For Linux OPS workers, using SSH remote remote server is no longer familiar! Some of the strict settings for SSH also related to server security maintenance, today, I work in the use of SSH experience, do some summary records to the next.

(1) After SSH remote login prompt message, title information
We often use the console SSH trust to jump to other machines, But I do not know if the operation of friends notice the SSH jump after successful terminal display of the message?
These tips, is to facilitate the first time we know which ssh to jump to which target machine, but also to avoid the long-term frequent jump due to the effect of the misuse of the machine operation risk, we usually after SSH jump to the target machine to display some information, In some countries, before logging into a given system, giving unauthorized or user-monitored warning messages will be protected by law . as follows:
[[email protected] ~]# ssh-p22 192.168.1.15
Last Login:fri Jul 13:26:53 from 124.65.197.154
============= ======================
| | | | | | | | | | | | | | | | | | | | | |
===================================
hostname : Monit-server
ipaddres:192.168.1.15
===================================
IDC monitoring machine
================================ ===

So where does the reminder for the red area above be set?
Procedure one: In fact, it is very simple, this information is in the target machine's/ETC/MOTD file custom
[Email protected] ~]# CAT/ETC/MOTD
===================================
|||||||||||||||||||||||||||||||||||
===================================
Hostname:monit-server
ipaddres:192.168.1.15
===================================
IDC Monitoring Machine
===================================

Procedure two: Define in the/etc/ssh/sshd_config file of the target machine, then restart the sshd service. Both of these practices are consistent effects!
Banner/etc/sshfile

[Email protected] ~]# Cat/etc/sshfile
This is 192.168.1.117

Remote login:
[[email protected] ~]# ssh 192.168.1.117
This is 192.168.1.117
[Email protected] ~]#

(2) implement SSH password-free login: Use Ssh-keygen and Ssh-copy-id
Ssh-keygen generate public and private key pairs .
Ssh-copy-id copies the local public key to the remote machine's Authorized_keys file, and Ssh-copy-id allows you to have/home/username/.ssh and ~/.ssh/authorized_ to the remote machine. The right to the keys.
Action record:
1) First step: Use Ssh-keygen on the local machine to generate a public key private key pair
#ssh-keygen-t RSA//One-way default carriage return
This will generate the public and private key files in the. SSH directory in the current user's home directory: Id_rsa.pub, Id_rsa. You can copy the Id_rsa.pub public key file to Authorized_keys
2) The second step: You can manually set the local id_ Rsa.pub the contents of the public key file are copied to the remote target. ssh/authorized_keys file, you can implement SSH without password login.
Of course, you can also copy the public key to a remote machine using Ssh-copy-id directly in the local computer
#ssh-copy-id-i/root/.ssh /id_rsa.pub [email protected] [Copy the local public key to the remote machine, such as B machine]
can also not add a public key path, the default plus
#ssh-copy-id [email  Protected]
note:
ssh-copy-id writes key to the remote machine ~/ . ssh/authorized_key. File (the file is automatically created)
3) This way, the machine logs on to the remote machine above (b machine) without entering the password
#ssh [email protected]

(3) SSH login failed, error: Pseudo-terminal won't be allocated because stdin
Phenomenon:
Need to log on to a target machine on the line a, but not directly login (no login rights), you need to log on to the B machine, and then jump from the B machine to a machine.
The script is as follows:
localhost:~ root# Cat idc-7.sh
#!/bin/bash
SSH [email protected] "ssh-p25791 [email protected]"

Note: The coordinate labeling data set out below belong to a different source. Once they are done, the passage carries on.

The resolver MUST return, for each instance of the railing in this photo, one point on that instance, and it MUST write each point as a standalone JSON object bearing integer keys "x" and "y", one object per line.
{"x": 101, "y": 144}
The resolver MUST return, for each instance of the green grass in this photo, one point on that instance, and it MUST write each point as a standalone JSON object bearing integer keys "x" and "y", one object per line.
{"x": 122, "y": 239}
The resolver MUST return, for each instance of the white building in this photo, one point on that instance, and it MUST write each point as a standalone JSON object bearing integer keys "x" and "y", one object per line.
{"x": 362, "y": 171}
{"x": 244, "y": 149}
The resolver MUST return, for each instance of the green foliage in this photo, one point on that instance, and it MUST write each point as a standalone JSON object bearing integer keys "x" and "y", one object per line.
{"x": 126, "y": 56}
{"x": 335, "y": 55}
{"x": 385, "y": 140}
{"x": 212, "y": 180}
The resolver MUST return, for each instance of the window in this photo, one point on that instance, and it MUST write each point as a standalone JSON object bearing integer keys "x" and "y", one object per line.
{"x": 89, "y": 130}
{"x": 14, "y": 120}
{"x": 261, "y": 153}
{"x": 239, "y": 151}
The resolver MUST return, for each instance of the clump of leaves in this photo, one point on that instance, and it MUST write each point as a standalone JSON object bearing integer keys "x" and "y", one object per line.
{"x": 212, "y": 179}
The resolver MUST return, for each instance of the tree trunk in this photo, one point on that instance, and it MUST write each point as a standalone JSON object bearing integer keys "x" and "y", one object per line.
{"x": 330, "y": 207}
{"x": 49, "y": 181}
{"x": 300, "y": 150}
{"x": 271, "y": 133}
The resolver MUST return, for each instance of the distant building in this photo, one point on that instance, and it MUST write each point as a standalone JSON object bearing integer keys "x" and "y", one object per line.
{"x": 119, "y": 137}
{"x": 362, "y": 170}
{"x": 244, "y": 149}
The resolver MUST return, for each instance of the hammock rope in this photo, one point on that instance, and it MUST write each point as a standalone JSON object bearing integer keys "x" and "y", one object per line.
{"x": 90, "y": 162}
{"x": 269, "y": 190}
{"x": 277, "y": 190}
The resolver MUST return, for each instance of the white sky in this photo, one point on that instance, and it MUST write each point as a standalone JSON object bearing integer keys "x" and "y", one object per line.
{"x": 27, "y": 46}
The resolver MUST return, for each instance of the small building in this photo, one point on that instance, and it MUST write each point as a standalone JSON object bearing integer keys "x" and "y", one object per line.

But the error when executing the script is as follows:
Pseudo-terminal won't be allocated because stdin

Reason:
The pseudo-terminal will fail to allocate because the standard input is not a terminal.
Workaround:
The-T-T parameter needs to be increased to force pseudo-terminal allocations, even if the standard input is not a terminal.
Add the-t-t parameter to the script, as follows:
localhost:~ root# Cat idc-7.sh
#!/bin/bash
SSH [email protected] "SSH-T-t-p25791 [email protected]"

Or
localhost:~ root# Cat idc-7.sh
#!/bin/bash
ssh-t [email protected] "SSH-T-t-p25791 [email protected]"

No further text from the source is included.